Projeto de Lei Ordinária nº 225 de 2010
Identificação Básica
Tipo de Matéria Legislativa
Projeto de Lei Ordinária
Ano
2010
Número
225
Data de Apresentação
19/05/2010
Número do Protocolo
Tipo de Apresentação
Texto Original
Numeração
Outras Informações
Apelido
Dias Prazo
Matéria Polêmica?
Não
Objeto
Regime Tramitação
Regime de Tramitação Ordinária
Em Tramitação?
Sim
Data Fim Prazo
Data de Publicação
É Complementar?
Não
Origem Externa
Tipo
Número
Ano
Local de Origem
Data
Dados Textuais
Ementa
Dispõe sobre a Notificação compulsória da Violência conta o Idoso e cria a Comissão de Monitoramento da Violência contra o Idoso.
Indexação
A Câmara Municipal de Formiga aprovou e eu sanciono a seguinte lei:
Art. 1°. Fica criada a Notificação Compulsória da Violência contra o Idoso, a ser feita pelo estabelecimento público ou privado de serviço de saúde que prestar atendimento ao idoso, vítima de violência ou maus-tratos.
Parágrafo Único. Considera-se idoso a pessoa com idade igual ou superior a sessenta (60) anos.
Art. 2°. Para efeitos desta Lei, consideram-se:
I - violência contra o idoso a ação ou a conduta que causem morte, dano ou sofrimento físico, sexual ou psicológico ao idoso, ocorridas no âmbito público ou doméstico;
II - violência física a agressão ao corpo da vítima pelo uso da força do agressor, com ou sem o uso de instrumentos, ou por queimadura, corte, perfuração e uso de armas brancas ou de fogo, entre outras;
III - violência psicológica a situação em que a vítima sofra agressões verbais constantes, como coação e ato de constrangimento que impliquem situação vexatória, humilhante e desumana.

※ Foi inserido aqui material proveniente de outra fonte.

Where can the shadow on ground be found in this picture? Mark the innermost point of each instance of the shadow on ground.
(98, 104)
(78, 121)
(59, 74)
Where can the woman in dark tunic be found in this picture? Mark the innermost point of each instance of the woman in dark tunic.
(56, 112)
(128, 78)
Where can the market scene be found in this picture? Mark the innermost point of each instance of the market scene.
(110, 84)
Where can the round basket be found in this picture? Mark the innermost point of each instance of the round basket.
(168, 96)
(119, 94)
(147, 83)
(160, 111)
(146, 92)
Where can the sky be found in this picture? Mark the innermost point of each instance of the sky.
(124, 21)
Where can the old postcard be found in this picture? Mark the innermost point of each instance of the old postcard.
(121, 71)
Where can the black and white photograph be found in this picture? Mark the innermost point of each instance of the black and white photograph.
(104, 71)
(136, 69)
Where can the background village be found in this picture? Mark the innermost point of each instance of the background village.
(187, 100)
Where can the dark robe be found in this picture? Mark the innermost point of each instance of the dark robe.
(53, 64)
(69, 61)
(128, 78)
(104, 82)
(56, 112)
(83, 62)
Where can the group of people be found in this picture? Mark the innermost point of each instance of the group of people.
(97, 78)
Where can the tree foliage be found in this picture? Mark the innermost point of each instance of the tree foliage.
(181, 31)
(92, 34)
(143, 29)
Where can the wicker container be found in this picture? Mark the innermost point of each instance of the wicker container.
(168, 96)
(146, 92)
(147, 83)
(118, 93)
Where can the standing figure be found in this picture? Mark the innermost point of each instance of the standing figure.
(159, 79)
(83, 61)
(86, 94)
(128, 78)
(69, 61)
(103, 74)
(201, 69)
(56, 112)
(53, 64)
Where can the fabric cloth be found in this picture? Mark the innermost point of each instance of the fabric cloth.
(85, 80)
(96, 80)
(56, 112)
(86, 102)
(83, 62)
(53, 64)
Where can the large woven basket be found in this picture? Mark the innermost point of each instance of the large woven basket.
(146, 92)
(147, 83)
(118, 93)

Art. 3º. Serão notificados em formulário oficial os casos atendidos e diagnosticados de violência ou maus-tratos contra o idoso, tipificados como violência física, sexual ou psicológica.
Parágrafo Único. O profissional de saúde que verificar que o idoso atendido tenha sofrido violência ou maus-tratos solicitará ao profissional responsável pela condução do caso o preenchimento da Notificação Compulsória de Violência contra o Idoso.
Art. 4º. A Notificação Compulsória de Violência contra o Idoso conterá:
I - identificação do idoso, com nome, profissão e endereço;
II - identificação do acompanhante, com nome, profissão e endereço;
III - motivo do atendimento;
IV - diagnóstico;
V - descrição detalhada das lesões, ou a inclusão da ficha do atendimento médico, que deverá ser anexada ao formulário oficial de notificação;
VI - relato da situação social, familiar, econômica e cultural.
§ 1º - No formulário do primeiro atendimento, no “Motivo de Atendimento”, será preenchido o item “violência”, especificando-se a causa da violência: física, sexual ou psicológica, e o âmbito de sua ocorrência: doméstica ou pública.
§ 2º. Os casos de violência contra o idoso são considerados:
I - domésticos, os ocorridos em família ou na unidade doméstica, ou, ainda, em qualquer outro ambiente, desde que o agressor conviva ou haja convivido no mesmo domicílio que o idoso;
II - públicos, os ocorridos na comunidade e perpetrados por qualquer pessoa.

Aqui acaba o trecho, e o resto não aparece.